India continues to be the second-largest producer and consumer of stainless-steel in the world. High input costs, coupled with imports from FTA countries, have eroded the global competitiveness of Indian companies. Undeterred by trade challenges, the Indian stainless-steel industry has consistently demonstrated 8-9% growth in the past few years, as compared to about 5% exhibited globally.

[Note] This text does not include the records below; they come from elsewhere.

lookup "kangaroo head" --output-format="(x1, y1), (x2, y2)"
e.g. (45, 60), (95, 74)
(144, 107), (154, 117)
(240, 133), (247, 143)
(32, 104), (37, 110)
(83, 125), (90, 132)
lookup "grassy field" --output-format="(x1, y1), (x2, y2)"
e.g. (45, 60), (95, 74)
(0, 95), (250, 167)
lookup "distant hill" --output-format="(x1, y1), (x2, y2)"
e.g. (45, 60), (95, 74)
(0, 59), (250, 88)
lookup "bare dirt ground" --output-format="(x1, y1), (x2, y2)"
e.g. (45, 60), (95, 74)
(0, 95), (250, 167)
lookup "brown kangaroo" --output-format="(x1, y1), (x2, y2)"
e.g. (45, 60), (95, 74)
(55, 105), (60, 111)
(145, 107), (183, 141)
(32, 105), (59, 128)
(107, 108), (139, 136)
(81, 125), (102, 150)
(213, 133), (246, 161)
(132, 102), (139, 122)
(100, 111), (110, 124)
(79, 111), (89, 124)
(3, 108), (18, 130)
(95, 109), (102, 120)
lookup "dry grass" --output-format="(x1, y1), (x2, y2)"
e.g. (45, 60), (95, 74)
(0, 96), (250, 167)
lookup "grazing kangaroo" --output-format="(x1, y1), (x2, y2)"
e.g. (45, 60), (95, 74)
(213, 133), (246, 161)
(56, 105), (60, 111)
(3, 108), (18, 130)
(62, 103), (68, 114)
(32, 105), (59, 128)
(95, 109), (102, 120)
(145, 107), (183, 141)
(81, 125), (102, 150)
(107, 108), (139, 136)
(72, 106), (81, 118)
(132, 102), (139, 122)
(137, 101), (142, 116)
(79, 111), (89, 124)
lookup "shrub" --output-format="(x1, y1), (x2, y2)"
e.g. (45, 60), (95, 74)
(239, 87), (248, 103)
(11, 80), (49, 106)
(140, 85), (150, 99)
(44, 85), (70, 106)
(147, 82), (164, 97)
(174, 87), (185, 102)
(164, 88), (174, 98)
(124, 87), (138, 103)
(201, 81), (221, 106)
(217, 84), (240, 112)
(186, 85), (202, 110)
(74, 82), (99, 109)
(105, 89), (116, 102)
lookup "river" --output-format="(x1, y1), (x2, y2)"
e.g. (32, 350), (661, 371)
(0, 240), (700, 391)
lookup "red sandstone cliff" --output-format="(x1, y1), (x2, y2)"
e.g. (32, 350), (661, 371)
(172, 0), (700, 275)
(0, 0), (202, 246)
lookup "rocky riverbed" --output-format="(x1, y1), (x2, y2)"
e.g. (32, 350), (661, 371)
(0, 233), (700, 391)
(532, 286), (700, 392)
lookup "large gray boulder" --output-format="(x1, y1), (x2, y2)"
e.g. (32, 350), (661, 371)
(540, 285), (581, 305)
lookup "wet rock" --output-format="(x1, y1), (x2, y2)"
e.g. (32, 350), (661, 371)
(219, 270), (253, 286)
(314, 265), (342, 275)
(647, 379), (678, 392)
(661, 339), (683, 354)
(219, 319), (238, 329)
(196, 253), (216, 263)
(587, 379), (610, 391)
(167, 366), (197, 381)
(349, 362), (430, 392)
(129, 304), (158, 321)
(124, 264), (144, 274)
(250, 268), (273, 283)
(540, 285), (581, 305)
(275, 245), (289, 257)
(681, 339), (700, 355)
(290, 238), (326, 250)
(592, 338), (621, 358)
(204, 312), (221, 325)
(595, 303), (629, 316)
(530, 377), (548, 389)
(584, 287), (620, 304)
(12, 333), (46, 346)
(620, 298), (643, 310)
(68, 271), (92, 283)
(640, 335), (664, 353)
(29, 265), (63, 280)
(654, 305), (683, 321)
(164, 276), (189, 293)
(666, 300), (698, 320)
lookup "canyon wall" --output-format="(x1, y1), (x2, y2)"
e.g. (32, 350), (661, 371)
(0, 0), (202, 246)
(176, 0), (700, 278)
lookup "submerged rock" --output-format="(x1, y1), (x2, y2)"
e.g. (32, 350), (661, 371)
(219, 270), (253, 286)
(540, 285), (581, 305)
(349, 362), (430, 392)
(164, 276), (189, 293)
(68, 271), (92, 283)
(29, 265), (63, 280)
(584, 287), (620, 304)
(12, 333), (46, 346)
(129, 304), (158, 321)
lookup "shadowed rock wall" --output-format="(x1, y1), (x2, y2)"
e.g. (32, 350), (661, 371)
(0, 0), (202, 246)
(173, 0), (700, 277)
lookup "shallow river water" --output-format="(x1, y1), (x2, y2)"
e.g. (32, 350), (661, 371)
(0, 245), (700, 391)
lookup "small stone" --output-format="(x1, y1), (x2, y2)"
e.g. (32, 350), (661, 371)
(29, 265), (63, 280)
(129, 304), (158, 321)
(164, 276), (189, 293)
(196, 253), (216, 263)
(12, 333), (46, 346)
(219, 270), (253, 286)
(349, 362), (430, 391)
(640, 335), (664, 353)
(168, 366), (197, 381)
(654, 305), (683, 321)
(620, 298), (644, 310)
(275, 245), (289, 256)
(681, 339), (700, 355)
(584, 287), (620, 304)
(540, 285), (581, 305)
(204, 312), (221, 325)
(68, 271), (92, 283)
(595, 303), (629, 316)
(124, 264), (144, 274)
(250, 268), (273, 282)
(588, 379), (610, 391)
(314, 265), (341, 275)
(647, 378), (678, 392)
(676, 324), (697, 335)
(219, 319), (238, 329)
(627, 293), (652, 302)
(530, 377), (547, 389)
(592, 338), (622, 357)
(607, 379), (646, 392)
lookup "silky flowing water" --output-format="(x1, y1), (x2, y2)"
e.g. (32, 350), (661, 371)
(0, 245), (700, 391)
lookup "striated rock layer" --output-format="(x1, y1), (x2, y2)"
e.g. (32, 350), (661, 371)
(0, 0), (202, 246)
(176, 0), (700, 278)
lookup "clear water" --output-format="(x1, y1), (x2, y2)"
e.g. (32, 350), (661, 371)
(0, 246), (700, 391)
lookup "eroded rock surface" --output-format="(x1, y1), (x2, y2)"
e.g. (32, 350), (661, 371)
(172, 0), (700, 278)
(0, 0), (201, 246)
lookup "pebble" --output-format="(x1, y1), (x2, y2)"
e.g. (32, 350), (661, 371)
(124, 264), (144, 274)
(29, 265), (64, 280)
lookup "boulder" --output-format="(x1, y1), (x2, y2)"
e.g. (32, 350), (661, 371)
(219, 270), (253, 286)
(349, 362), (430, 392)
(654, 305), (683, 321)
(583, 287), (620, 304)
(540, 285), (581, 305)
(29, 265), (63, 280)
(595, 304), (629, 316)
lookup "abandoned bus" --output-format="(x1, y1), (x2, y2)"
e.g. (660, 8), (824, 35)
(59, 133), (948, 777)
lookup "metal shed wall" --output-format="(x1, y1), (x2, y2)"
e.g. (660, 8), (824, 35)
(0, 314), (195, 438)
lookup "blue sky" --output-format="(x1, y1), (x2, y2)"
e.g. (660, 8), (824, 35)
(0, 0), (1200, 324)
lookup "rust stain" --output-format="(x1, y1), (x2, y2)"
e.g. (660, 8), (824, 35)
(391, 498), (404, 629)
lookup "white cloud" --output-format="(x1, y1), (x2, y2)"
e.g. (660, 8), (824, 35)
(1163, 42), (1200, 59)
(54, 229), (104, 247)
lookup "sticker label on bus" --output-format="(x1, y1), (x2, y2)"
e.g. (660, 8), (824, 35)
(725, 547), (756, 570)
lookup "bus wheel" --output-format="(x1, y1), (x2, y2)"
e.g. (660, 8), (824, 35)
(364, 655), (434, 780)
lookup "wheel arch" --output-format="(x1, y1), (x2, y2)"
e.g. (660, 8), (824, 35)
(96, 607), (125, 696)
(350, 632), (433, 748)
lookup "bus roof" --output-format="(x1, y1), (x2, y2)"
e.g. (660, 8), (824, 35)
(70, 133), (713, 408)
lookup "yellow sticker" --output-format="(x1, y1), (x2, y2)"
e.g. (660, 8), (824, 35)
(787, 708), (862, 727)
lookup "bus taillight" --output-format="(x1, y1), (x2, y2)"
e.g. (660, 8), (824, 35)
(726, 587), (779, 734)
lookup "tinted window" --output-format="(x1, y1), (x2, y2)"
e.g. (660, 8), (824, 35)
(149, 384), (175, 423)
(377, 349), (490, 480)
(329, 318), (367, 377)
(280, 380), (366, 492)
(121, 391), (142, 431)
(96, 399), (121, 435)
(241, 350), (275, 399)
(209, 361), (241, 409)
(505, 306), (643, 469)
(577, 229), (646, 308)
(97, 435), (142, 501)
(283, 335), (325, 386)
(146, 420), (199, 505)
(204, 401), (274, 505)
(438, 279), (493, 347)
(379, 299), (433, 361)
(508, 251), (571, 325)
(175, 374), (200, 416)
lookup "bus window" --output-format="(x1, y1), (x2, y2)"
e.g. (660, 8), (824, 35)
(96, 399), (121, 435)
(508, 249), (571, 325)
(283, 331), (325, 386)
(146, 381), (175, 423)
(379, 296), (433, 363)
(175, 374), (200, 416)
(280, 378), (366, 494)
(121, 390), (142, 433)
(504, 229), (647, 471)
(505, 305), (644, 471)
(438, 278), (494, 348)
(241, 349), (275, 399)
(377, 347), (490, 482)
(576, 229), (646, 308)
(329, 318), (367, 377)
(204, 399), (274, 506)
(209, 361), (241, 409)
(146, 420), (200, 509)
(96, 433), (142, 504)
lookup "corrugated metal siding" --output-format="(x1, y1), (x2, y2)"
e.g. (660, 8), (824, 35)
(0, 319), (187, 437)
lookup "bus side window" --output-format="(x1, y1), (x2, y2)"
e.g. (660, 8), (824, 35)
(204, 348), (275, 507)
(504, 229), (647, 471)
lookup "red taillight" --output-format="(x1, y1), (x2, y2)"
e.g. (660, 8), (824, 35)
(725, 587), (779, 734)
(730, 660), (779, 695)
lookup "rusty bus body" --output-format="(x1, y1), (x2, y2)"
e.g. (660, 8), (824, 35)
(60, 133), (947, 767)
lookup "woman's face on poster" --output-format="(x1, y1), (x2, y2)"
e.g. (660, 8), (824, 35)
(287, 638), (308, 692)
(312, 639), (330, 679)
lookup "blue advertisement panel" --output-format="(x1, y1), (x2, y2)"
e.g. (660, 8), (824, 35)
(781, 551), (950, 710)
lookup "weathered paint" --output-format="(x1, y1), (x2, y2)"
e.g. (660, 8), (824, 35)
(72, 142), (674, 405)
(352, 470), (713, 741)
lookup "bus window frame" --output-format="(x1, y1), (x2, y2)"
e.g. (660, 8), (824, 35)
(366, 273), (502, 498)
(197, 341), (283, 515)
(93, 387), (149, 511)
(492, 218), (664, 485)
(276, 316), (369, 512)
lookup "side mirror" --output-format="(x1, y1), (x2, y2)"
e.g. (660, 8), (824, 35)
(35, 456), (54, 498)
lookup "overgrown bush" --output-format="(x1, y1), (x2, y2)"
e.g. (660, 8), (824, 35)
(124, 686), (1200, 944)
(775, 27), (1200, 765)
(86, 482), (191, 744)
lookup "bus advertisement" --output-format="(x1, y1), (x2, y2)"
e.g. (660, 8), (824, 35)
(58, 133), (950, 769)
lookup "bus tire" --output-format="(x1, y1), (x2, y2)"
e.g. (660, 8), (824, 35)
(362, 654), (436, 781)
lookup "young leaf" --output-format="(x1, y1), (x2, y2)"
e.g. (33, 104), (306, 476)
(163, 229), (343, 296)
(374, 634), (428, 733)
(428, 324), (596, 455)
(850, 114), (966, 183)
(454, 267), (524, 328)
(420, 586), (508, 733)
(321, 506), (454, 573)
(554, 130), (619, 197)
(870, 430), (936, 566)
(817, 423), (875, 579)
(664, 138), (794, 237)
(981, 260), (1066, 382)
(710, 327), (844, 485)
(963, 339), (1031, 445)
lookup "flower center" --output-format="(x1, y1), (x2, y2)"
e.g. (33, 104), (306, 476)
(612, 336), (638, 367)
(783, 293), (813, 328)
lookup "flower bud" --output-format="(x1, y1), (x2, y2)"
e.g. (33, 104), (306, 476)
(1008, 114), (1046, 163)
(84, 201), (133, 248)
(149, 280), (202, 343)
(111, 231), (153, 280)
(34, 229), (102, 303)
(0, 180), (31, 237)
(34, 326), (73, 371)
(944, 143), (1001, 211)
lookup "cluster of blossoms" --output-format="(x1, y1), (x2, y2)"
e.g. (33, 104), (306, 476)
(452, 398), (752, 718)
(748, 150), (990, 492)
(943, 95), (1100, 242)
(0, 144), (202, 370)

This growth was made possible due to capacity building and modernization initiatives undertaken over the last 15 years, along with aggressive market development efforts by the industry. The demand for stainless-steel in India is growing at a compound annual growth rate (CAGR) of ~8-9% across a spectrum of applications. Moreover, a lower per capita consumption of stainless steel at ~2.5 kg against the world average of 6 kg highlights an immense untapped potential for stainless-steel usage in India. Stainless-steel provides sustainable solutions with lower lifecycle costs across diverse applications, such as public transport, buildings & construction, process industries, and food processing.